Opera, alla Monnaie di Bruxelles un "Gallo d'oro" colorato, divertente, petulante, sinistro, mortale. La recensione di Fattitaliani

Il gallo d'oro è l'ultima opera di Nikolaj Rimskij-Korsakov composta di un prologo, tre atti e un epilogo con libretto di Vladimir Belskij. Il compositore pensava di aver datto tutto con la sua opera precedente La leggenda dell'invisibile città di Kitež e della fanciulla Fevronija, ma la situazione politica della Russia lo ispirò per comporre "una satira tagliente dell'autocrazia, dell'imperialismo russo e della guerra russo-giapponese".

E la presenza fisica e scenica del "Coq d'or", il grido continuo e ripetuto del suo Chicchirichì, le movenze, il colore rappresentano in pieno il significato che l'autore le ha attribuito e l'interpretazione che ne ha dato il regista Laurent Pelly.
È un gallo divertente che suscita simpatia al suo apparire; è un gallo che stuzzica il gioco quando lo si vede inseguito dai fedeli e dai figli del re; è un gallo che sembra invitare all'ossequio quando conforta il soprano e lo invita a riposare; è un gallo che diventa gradualmente petulante e insopportabile quando ammonisce e avverte dell'incombente pericolo.
Ogni elemento nella sua logica drammaticità diventa oggetto e motivo di ilarità: tutto è ribaltato.

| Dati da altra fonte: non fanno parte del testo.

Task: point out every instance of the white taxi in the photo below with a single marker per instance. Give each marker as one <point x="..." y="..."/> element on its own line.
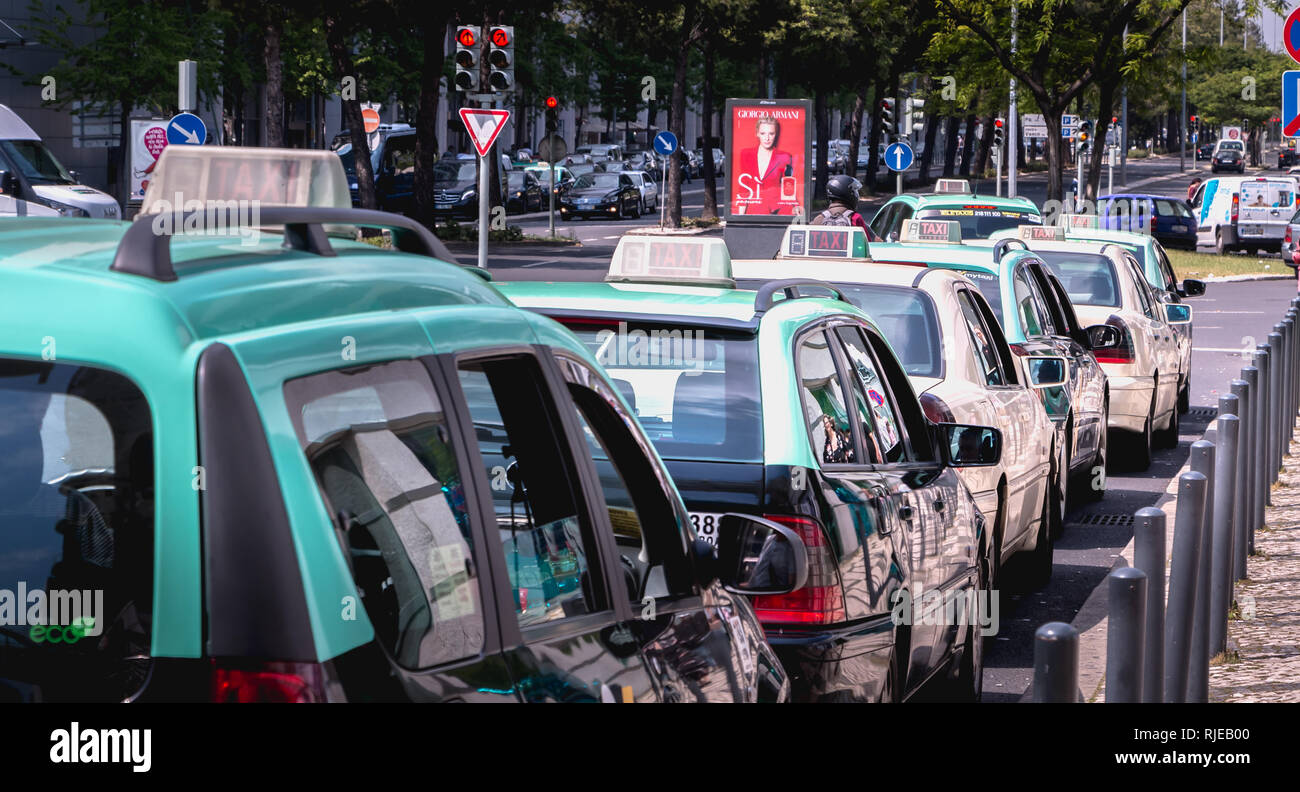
<point x="962" y="369"/>
<point x="1144" y="372"/>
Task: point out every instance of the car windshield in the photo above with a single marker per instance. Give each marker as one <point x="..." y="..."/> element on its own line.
<point x="454" y="171"/>
<point x="908" y="320"/>
<point x="980" y="221"/>
<point x="35" y="163"/>
<point x="602" y="181"/>
<point x="1088" y="278"/>
<point x="693" y="389"/>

Ed ecco dunque che la musica diretta dal M° Alain Altinoglu ne accompagna le azioni marcandone l'assurdità: un re che cerca di governare dal suo giaciglio; i suoi figli che si disputano la mossa giusta per arginare e sconfiggere il nemico facendosi reciprocamente dispetti; un generale claudicante che di fronte a scelte e comportamenti indegni rimane inascoltato.
Questo è quello che voleva ritrarre Nikolaj Rimskij-Korsakov: sotto lo zar Nicola II la Russia combatté una guerra con il Giappone altamente impopolare tra i russi, e si risolse in un disastro militare e una disfatta per la Russia (nell'opera lo zar Dodon decide follemente di attaccare uno stato confinante provocando grave disordine e spargimento di sangue. Lo zar stesso dedica più attenzione ai suoi piaceri personali, e fa una brutta fine). I russi si lamentavano anche delle loro misere condizioni di vita e ciò portò alla rivoluzione del 1905...

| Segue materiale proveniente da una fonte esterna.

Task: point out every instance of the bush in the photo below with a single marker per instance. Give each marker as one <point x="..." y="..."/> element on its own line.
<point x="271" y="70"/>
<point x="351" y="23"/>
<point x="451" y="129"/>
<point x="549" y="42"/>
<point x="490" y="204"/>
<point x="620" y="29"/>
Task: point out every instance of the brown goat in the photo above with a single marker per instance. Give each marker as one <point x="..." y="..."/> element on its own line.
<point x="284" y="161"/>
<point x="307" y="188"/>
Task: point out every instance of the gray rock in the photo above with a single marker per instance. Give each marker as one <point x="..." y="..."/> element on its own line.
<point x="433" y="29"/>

L'opera perseguiva quindi l'intento di denunciare il disastroso regime zarista, e per questo fu immediatamente censurata dal potere, vista la chiara somiglianza tra lo zar e il pazzo Dodon.

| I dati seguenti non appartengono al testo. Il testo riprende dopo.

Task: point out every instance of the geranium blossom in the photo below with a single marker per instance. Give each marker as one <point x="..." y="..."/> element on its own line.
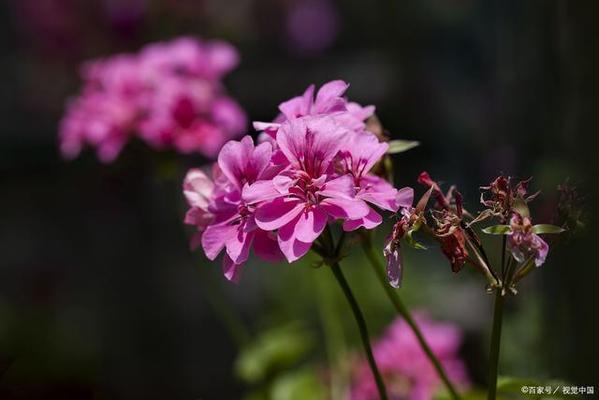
<point x="328" y="101"/>
<point x="169" y="95"/>
<point x="407" y="371"/>
<point x="313" y="168"/>
<point x="308" y="192"/>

Nella rappresentazione alla Monnaie l'aspetto della recitazione sembra prevalere su quello canoro: se il re interpretato da Alexey Tikhomirov raggiunge l'apice a livello attoriale, per il canto i momenti più alti si raggiungono con la zarina di Chemakhane (Nina Minasyan) specialmente nel momento dell'incontro con Dodone e quando lo abbindola e seduce, e con Alexander Kravetz nel ruolo dell'astrologo.
Da sottolineare il magnifico intermezzo di dieci minuti fra il secondo e terzo atto con al piano il M° Altinoglu e un'eccellente violinista.